Narkose: Aufwachphase am meisten kritisch

Moderne Kliniken mit Erfahrung und modernsten Intubationsgerät etc. haben heute kaum noch Probleme bei der Narkose brachyzephaler Hunde. Allerdings gilt dies nicht immer für die Aufwachphase, die gerade durch deformierte Atemwege und meist vorhandener BS-Problematiken kritisch sein kann, auch noch Stunden nach der eigentlichen OP, so berichtet es Prof.Dr. Michaele Alef.

Extreme Plattnase deformiert auch die Augen

Insbesondere der ganze Komplex der Muskulatur um die Augen, Nickhaut und die Augenlieder (Entropium/Ektropium) sind durch die Fehlentwicklung der Zucht u.a. bei den Bulldoggen und Möpsen geschädigt. Tierarzt Dr. Uwe Gränitz stellt die Probleme vor wie auch Ansätze zur Therapie - was allerdings nicht immer möglich ist!

Brachyzephales Syndrom ist ein komplexes Geschehen

Das Brachyzephale Syndrom ist ein komplexes Geschehen, das nicht nur den gesamten Atemapparat von der Nasenspitze bis zur Lunge, vielmehr auch viele andere vitale Funktionen schädigt (Thermoregulation, Augen, Ohren, Fressen/Schlucken, Gebiss, ja sogar das Gehirn selbst ...). Um wirksam einzugreifen bedarf es viel mehr als nur mal eben "Gaumensegel kürzen" und Vergrößerung der Nasenöffnungen.

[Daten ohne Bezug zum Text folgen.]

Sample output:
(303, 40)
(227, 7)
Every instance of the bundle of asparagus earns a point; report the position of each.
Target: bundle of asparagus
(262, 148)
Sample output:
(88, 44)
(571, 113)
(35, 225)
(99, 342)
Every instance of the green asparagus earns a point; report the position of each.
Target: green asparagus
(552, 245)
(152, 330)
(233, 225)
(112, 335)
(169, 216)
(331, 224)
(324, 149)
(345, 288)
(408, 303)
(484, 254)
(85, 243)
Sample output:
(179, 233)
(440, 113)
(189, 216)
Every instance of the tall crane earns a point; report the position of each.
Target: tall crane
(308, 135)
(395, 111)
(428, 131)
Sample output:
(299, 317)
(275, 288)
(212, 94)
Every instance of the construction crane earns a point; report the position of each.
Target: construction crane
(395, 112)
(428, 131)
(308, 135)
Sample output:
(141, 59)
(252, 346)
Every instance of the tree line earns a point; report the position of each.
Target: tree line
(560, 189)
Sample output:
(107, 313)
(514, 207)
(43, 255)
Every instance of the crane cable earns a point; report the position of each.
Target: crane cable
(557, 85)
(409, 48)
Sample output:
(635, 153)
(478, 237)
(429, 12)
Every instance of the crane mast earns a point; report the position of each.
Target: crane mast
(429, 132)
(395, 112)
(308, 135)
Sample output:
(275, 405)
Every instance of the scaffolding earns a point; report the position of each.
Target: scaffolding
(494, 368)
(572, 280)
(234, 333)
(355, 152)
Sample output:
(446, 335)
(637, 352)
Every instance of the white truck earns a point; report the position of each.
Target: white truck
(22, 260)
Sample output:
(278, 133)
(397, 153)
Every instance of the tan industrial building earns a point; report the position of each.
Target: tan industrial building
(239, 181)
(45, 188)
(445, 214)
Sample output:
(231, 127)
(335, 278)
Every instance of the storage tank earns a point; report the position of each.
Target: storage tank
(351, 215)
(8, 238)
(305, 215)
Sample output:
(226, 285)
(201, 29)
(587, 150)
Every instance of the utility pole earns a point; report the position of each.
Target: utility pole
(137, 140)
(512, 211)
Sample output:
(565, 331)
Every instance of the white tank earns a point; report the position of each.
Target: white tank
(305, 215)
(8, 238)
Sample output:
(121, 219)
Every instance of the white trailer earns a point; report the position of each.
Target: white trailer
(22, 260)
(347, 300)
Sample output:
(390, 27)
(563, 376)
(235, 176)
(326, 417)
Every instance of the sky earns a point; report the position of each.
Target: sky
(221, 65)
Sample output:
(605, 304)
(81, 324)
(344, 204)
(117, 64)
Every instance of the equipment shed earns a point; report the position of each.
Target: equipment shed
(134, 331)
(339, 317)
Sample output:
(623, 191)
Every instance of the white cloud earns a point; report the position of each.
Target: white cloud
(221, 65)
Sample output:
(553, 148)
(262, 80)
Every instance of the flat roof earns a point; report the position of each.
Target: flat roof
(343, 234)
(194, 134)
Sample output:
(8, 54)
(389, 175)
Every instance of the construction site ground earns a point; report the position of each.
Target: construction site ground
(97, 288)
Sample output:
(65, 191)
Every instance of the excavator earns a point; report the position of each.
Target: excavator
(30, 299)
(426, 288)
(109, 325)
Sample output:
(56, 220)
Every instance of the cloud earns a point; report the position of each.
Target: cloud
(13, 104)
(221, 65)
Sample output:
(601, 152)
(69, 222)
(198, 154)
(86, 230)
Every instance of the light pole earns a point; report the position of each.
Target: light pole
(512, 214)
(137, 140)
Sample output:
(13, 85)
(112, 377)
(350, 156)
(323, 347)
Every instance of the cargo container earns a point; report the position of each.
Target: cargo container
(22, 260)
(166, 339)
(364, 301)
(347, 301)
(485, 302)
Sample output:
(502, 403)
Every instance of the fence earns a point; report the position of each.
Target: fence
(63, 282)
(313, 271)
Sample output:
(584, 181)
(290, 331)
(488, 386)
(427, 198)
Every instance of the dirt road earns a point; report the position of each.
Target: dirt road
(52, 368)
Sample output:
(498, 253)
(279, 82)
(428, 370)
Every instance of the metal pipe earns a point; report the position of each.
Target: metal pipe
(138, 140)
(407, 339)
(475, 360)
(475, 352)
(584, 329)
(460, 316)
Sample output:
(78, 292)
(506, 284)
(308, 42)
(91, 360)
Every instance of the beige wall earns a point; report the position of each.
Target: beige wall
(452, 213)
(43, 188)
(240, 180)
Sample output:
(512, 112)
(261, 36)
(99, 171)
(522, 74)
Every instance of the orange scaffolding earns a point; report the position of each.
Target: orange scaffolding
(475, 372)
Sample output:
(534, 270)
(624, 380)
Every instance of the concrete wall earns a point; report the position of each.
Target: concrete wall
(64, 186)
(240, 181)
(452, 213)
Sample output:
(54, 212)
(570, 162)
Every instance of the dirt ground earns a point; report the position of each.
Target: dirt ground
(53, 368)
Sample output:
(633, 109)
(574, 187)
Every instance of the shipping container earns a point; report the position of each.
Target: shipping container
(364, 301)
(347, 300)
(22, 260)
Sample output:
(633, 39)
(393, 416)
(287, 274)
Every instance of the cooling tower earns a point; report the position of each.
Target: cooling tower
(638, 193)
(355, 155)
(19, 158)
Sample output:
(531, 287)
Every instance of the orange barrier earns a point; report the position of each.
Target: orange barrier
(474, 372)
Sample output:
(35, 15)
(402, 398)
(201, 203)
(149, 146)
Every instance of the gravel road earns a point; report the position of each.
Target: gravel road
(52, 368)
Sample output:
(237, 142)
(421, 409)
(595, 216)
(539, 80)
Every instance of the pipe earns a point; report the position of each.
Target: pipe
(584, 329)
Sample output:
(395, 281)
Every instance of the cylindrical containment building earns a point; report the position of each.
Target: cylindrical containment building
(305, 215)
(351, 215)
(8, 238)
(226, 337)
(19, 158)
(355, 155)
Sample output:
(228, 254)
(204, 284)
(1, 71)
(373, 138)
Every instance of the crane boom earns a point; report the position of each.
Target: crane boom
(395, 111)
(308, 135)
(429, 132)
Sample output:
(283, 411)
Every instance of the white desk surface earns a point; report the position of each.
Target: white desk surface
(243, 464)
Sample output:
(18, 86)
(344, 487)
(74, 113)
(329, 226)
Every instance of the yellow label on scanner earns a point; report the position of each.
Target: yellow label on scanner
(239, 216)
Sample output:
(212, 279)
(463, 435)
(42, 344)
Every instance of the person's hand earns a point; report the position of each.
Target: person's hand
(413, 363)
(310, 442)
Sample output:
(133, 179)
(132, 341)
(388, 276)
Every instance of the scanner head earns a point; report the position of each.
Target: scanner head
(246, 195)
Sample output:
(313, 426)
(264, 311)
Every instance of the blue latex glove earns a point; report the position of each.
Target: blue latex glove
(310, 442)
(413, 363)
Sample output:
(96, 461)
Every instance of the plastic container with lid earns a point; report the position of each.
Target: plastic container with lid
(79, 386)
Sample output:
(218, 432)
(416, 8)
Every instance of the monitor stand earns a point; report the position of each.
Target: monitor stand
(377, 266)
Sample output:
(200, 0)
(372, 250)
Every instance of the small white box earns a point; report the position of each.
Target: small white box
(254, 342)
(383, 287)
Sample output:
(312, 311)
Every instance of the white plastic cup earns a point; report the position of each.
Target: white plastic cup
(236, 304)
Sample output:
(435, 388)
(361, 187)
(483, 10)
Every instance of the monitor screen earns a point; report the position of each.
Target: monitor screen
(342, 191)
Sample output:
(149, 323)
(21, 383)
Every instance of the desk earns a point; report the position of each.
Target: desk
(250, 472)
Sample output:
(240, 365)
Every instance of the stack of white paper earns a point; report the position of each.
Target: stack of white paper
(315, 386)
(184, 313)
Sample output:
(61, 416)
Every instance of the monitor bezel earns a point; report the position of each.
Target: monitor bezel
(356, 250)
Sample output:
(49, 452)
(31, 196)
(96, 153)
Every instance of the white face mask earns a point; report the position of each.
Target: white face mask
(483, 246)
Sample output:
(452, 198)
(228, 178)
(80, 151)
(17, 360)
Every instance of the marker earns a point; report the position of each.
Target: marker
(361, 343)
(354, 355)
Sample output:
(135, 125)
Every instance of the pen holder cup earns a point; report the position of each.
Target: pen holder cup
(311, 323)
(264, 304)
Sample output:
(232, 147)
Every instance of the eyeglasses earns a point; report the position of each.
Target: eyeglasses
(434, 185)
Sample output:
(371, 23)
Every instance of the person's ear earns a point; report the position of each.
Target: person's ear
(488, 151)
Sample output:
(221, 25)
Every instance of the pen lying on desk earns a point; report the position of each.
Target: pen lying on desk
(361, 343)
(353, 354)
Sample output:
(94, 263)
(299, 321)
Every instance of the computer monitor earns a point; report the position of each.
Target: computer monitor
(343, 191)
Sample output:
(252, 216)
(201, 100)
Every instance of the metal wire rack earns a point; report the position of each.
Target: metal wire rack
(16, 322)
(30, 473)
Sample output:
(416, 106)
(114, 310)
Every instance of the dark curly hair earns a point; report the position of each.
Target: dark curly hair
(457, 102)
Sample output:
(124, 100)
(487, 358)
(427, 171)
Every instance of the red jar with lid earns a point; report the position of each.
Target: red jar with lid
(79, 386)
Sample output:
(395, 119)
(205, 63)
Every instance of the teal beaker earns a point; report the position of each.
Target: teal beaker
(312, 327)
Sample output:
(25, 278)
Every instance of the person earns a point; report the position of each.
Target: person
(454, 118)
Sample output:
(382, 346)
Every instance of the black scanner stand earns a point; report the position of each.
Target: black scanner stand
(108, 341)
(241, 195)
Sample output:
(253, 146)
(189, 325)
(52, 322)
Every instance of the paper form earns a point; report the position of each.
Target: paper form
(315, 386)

Brachyzephale Hunde - mehr Leid als man denkt: Ergebnisse einer Tierhalterbefragung

Die Uni Leipzig hat begonnen, systematische Tierhalterbefragungen durchzuführen. Erste Ergebnisse wurden vorgestellt von 62 Hunden. In meinen Augen ein Bild des - leider realen - Grauens, ein Dokument der Tierquälerei durch verantwortungslose "Züchter" (und zuweilen auch Halter): 73% der Hunde haben Probleme mit dem Schlafen, 13% haben gar Erstickungsanfälle beim Schlafen, 29% schlafen im Sitzen und 8% der Tiere schlafen sogar kaum bis gar nicht, da sie sofort Atemnot bekommen. ...


"Wenn Menschen Tiere verformen - Ein Ruf nach mehr Qualitätskontrolle in der Hundezucht."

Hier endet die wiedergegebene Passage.